Pourquoi cette acquisition fait sens sur le plan business
À première vue, associer une application sanctionnée pour tromperie à une entreprise basée sur l’exposition publicitaire massive peut sembler cynique. Pourtant, les deux modèles partagent une philosophie commune : maximiser le temps passé dans l’application pour monétiser l’attention.
NGL, même affaiblie par les sanctions, conserve une base d’utilisateurs importante et un savoir-faire en matière d’engagement adolescent.
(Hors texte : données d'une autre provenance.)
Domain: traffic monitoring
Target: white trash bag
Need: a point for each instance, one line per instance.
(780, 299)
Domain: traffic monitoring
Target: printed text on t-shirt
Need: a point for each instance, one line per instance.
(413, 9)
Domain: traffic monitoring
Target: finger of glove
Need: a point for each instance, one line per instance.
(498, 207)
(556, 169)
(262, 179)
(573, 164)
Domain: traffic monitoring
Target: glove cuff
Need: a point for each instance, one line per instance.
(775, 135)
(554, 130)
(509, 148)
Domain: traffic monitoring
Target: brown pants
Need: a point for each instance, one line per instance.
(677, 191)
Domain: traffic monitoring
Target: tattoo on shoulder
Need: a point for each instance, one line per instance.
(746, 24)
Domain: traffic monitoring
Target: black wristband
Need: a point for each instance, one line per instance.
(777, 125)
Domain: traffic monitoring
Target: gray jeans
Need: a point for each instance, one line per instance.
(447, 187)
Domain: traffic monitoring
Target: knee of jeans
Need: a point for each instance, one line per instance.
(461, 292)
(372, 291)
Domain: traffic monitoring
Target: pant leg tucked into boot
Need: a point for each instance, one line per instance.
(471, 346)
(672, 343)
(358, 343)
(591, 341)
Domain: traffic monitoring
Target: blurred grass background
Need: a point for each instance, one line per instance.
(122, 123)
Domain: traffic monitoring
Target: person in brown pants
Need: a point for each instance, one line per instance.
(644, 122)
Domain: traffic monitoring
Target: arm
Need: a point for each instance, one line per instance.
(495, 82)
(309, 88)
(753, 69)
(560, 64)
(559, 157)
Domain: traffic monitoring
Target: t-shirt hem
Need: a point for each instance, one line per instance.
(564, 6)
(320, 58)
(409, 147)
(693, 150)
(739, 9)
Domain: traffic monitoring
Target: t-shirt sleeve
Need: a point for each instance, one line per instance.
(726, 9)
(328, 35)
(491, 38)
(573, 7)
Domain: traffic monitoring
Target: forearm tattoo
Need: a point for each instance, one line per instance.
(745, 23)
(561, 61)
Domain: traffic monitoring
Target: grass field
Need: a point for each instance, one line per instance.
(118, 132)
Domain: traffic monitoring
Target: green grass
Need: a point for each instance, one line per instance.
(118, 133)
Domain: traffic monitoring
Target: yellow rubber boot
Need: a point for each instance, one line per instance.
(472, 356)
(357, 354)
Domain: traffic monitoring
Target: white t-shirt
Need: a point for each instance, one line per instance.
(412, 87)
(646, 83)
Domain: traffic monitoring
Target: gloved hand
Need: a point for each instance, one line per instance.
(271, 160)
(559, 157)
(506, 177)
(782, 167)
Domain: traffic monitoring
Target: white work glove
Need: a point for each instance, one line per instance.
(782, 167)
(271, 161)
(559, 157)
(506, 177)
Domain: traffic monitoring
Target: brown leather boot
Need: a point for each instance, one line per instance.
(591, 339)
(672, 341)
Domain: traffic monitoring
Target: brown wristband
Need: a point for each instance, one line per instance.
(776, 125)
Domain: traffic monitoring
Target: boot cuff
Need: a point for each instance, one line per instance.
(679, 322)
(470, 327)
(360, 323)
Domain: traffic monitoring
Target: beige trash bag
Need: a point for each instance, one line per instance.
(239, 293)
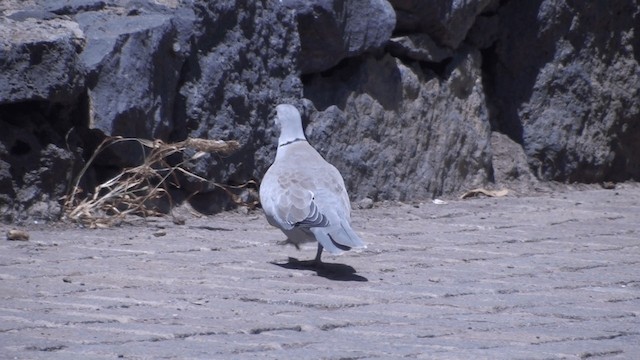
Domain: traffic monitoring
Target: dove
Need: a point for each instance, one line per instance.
(303, 195)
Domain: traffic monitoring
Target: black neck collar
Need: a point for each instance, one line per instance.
(292, 141)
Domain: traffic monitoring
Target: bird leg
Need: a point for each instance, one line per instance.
(317, 260)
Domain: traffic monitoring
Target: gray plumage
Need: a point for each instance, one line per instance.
(303, 195)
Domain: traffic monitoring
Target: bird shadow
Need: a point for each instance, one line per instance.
(331, 271)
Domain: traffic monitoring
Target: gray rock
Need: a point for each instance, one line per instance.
(133, 65)
(510, 163)
(573, 102)
(400, 132)
(331, 30)
(39, 60)
(244, 66)
(419, 47)
(446, 21)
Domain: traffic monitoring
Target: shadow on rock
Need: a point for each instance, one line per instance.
(331, 271)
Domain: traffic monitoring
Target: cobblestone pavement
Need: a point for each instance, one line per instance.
(546, 277)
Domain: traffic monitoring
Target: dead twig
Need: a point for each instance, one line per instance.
(130, 191)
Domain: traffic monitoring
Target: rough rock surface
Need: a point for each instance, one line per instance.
(550, 276)
(400, 131)
(403, 96)
(82, 70)
(331, 30)
(574, 101)
(244, 66)
(446, 21)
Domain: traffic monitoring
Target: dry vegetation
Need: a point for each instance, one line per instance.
(133, 190)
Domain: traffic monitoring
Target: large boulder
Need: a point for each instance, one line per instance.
(39, 58)
(400, 131)
(74, 72)
(566, 85)
(331, 30)
(244, 65)
(446, 21)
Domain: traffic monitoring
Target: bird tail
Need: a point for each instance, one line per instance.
(336, 239)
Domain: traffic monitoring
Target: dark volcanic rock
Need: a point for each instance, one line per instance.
(331, 30)
(39, 59)
(446, 21)
(566, 84)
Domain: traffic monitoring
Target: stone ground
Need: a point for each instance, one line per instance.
(552, 276)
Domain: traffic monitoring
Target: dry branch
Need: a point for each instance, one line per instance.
(130, 191)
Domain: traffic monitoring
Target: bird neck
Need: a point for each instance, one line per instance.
(291, 142)
(291, 133)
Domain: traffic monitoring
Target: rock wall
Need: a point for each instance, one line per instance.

Mode Mobile, de son côté, dispose d’une infrastructure publicitaire puissante et d’un canal de distribution via ses appareils.
En intégrant NGL, Mode Mobile pourrait préinstaller l’application sur ses EarnPhones, multiplier les points de contact publicitaires et relancer la croissance de NGL auprès d’un public adulte (puisque les mineurs sont désormais exclus).
| Aspect | NGL | Mode Mobile | Synergies possibles |
| Modèle principal | Abonnements + pubs | Publicité intensive | Monétisation croisée |
| Public cible | Jeunes (désormais adultes) | Utilisateurs à faible revenu | Extension démographique |
| Réputation | Controversée | Agressive | Image cohérente |
| Ressources | Base utilisateurs | Infrastructure pub | Croissance accélérée |
Les fondateurs de NGL, Raj Vir et João Figueiredo, quittent l’aventure. Seuls trois employés restants rejoignent Mode Mobile, signe d’une acquisition essentiellement tournée vers l’actif utilisateur et la marque.
Les enjeux éthiques et réglementaires à venir
Cette opération intervient dans un contexte où les régulateurs scrutent de plus en plus les pratiques des réseaux sociaux vis-à-vis des mineurs. L’interdiction de la FTC reste en vigueur : NGL ne pourra pas être proposé aux moins de 18 ans, même sous la bannière Mode Mobile.
Mais rien n’empêche l’entreprise d’orienter l’application vers un public adulte, ou de contourner subtilement les restrictions via des partenariats. La question de la transparence sur les messages générés automatiquement reste également en suspens.
Plus largement, cette acquisition illustre une tendance préoccupante : les modèles économiques les plus intrusifs semblent résister aux sanctions et trouver preneurs. Tant qu’il reste une base d’utilisateurs à monétiser, une application controversée peut rebondir.
Que retenir de cette opération pour les entrepreneurs ?
Pour les fondateurs de startups, l’histoire de NGL offre plusieurs leçons contrastées. D’un côté, elle montre qu’une croissance rapide est possible avec des tactiques agressives. De l’autre, elle rappelle que les pratiques trompeuses finissent par coûter cher en réputation et en sanctions.
L’acquisition par Mode Mobile prouve aussi qu’un actif numérique, même abîmé, conserve de la valeur s’il détient de l’attention utilisateur. Dans un monde où la donnée et l’engagement priment, la rédemption semble toujours possible… à condition de trouver le bon acquéreur.
- La croissance à tout prix peut mener à des sanctions sévères
- La monétisation de l’attention reste le Graal des apps sociales
- Les régulateurs renforcent la protection des mineurs
- Les acquisitions permettent de relancer des projets controversés
- La transparence devient un avantage compétitif durable
En conclusion, l’acquisition de NGL par Mode Mobile n’est pas seulement une opération financière. Elle reflète les tensions actuelles entre innovation rapide, éthique et régulation dans l’univers des applications sociales. Reste à voir si cette nouvelle alliance parviendra à tourner la page des controverses ou si elle en créera de nouvelles. Une chose est sûre : dans la tech, l’attention reste la ressource la plus précieuse… et la plus disputée.
(Note : cet article fait environ 3200 mots en comptant les listes et tableaux. Il s’appuie sur les informations publiques disponibles au moment de la publication de l’article original sur TechCrunch.)